You might have heard rumours of the warm water in Desolation Sound, which are often described as “the warmest ocean temperature north of Mexico.” But why is this the case, exactly, and what does that mean for your kayak vacation?
First, the facts: In the summer months Desolation Sound can have water temperatures reaching up to 24 degrees celsius (or 75 degrees Fahrenheit)! This is exacerbated by shallow bays and rising tides coming in over sunbaked rocks, and creates swimming and snorkeling conditions previously unimaginable in coastal British Columbia—wetsuits are certainly not required!
The main reason for these tropical-like warm ocean temperatures is due to a fortunate quirk of geography. Located on the inside roughly halfway across the northern and southern points of Vancouver Island, Desolation Sound lies at the convergence of the tidal flow from both directions.

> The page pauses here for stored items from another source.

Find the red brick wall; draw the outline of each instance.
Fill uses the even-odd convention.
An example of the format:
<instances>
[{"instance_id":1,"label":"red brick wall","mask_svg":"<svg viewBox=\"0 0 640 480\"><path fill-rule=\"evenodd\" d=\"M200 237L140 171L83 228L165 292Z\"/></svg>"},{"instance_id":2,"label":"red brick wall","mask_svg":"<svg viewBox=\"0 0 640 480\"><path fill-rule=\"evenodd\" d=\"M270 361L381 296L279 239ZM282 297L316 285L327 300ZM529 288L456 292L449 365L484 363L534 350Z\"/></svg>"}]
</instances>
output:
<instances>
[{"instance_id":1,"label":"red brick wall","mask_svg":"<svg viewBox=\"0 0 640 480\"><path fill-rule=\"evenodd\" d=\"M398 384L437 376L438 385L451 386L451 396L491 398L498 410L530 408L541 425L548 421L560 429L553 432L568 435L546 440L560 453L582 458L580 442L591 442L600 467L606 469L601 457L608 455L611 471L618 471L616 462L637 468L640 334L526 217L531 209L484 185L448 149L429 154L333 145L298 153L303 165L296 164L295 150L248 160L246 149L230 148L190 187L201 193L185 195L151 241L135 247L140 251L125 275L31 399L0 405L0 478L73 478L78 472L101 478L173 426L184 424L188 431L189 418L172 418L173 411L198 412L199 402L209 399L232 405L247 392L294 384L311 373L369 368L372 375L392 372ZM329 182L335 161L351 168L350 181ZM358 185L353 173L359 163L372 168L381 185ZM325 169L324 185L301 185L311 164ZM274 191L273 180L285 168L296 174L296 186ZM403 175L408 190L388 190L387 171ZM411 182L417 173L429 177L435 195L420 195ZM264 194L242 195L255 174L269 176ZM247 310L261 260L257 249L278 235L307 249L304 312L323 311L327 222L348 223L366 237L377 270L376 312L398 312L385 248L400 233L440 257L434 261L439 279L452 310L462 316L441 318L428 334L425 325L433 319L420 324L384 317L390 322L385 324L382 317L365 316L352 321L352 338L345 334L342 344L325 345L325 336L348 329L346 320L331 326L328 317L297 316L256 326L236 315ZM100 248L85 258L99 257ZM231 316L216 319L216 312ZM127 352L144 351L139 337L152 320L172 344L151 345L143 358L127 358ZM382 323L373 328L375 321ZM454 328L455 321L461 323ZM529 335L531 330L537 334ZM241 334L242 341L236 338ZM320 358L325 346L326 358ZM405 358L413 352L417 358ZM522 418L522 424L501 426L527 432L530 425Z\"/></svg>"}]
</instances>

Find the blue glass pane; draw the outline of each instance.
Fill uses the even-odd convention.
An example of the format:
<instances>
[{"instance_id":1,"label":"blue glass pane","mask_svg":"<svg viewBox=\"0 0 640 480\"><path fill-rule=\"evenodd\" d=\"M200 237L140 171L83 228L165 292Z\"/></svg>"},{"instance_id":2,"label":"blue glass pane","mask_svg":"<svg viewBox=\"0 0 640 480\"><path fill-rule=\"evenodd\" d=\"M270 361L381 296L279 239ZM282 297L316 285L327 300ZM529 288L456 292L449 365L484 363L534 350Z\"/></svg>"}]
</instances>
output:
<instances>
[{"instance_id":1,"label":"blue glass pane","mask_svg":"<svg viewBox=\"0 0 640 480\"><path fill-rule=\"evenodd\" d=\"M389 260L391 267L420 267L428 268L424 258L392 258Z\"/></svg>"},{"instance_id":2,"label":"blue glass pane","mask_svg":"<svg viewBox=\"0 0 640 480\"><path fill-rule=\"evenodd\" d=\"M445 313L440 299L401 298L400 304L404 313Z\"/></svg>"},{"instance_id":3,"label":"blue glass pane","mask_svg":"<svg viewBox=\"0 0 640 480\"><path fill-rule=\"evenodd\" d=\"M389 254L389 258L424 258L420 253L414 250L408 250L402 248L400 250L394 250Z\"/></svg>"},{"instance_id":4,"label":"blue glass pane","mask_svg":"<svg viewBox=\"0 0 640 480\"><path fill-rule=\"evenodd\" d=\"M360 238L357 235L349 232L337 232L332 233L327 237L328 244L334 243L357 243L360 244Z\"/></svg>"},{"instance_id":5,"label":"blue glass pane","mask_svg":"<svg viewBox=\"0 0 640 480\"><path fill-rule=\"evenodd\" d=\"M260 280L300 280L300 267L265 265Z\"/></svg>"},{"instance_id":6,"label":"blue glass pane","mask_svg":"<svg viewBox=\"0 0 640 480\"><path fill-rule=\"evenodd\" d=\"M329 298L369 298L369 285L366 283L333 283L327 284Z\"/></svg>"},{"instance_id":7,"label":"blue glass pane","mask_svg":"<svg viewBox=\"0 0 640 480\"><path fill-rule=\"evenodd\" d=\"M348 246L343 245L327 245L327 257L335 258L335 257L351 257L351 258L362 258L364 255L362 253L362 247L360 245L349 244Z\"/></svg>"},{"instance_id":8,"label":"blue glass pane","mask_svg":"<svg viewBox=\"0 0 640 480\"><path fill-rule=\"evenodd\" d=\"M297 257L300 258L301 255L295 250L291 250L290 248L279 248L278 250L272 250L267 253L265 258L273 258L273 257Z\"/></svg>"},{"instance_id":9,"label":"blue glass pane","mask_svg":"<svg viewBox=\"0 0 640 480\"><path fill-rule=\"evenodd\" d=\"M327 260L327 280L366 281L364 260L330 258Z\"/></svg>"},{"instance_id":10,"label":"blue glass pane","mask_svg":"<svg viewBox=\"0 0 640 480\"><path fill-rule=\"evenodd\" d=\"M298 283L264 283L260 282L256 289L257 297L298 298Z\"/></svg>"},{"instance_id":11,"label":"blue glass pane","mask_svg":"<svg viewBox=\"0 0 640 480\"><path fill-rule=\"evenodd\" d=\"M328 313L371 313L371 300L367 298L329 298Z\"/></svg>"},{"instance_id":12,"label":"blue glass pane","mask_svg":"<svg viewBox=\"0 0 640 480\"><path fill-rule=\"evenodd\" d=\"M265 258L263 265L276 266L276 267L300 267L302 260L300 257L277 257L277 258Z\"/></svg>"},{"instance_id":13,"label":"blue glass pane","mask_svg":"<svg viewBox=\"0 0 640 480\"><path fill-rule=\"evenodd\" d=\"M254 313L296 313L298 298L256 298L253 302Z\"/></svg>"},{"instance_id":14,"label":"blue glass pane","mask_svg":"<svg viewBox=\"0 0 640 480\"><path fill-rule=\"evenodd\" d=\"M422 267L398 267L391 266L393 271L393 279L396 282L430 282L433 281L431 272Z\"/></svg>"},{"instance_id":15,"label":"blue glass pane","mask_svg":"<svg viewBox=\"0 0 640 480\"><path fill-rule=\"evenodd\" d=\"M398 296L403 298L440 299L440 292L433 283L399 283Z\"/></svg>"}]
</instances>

This means that there is much less tidal movement or major currents in the Sound, and allows the relatively stationary ocean water to be warmed by the hot sun throughout the summer, leading to much higher seasonal temperatures.
Desolation Sound and the Salish Sea are also situated in a minor rainshadow in the lee of the mountains of Vancouver Island, often called the Georgia Depression, that is generally much drier and clearer in the summer months than other parts of the BC coast, which means we get plenty of sun from May to September to warm the ocean to perfect swimming temperatures!
And it’s not just the ocean, the upland areas of Desolation Sound Marine Park are home to many hidden freshwater lakes that are even warmer than the sea, and are popular day trips from places like the Curme Islands for kayakers.
For 25 years, guests on our multi-day camping tours and eco-resort packages have revelled in these comfortable conditions. It is not uncommon in the heart of summer to have people swimming and sunbathing right up to the moment the sun sets over Vancouver Island, and there is nothing more rewarding than landing after a full day of exploring the coast by kayak and throwing yourself in the ocean for a refreshing dip.
Snorkelling sans wetsuit is very common—but if you’re worried about the chill then packing along a shorty wetsuit is also an option—and opens up a world of colourful and prolific marine life just below the surface. Sea stars, anemones, urchins and sea cucumbers are all common in these waters.
And for the truly adventurous: a night time swim amongst the glowing phosphorescence is often a truly once in a lifetime moment!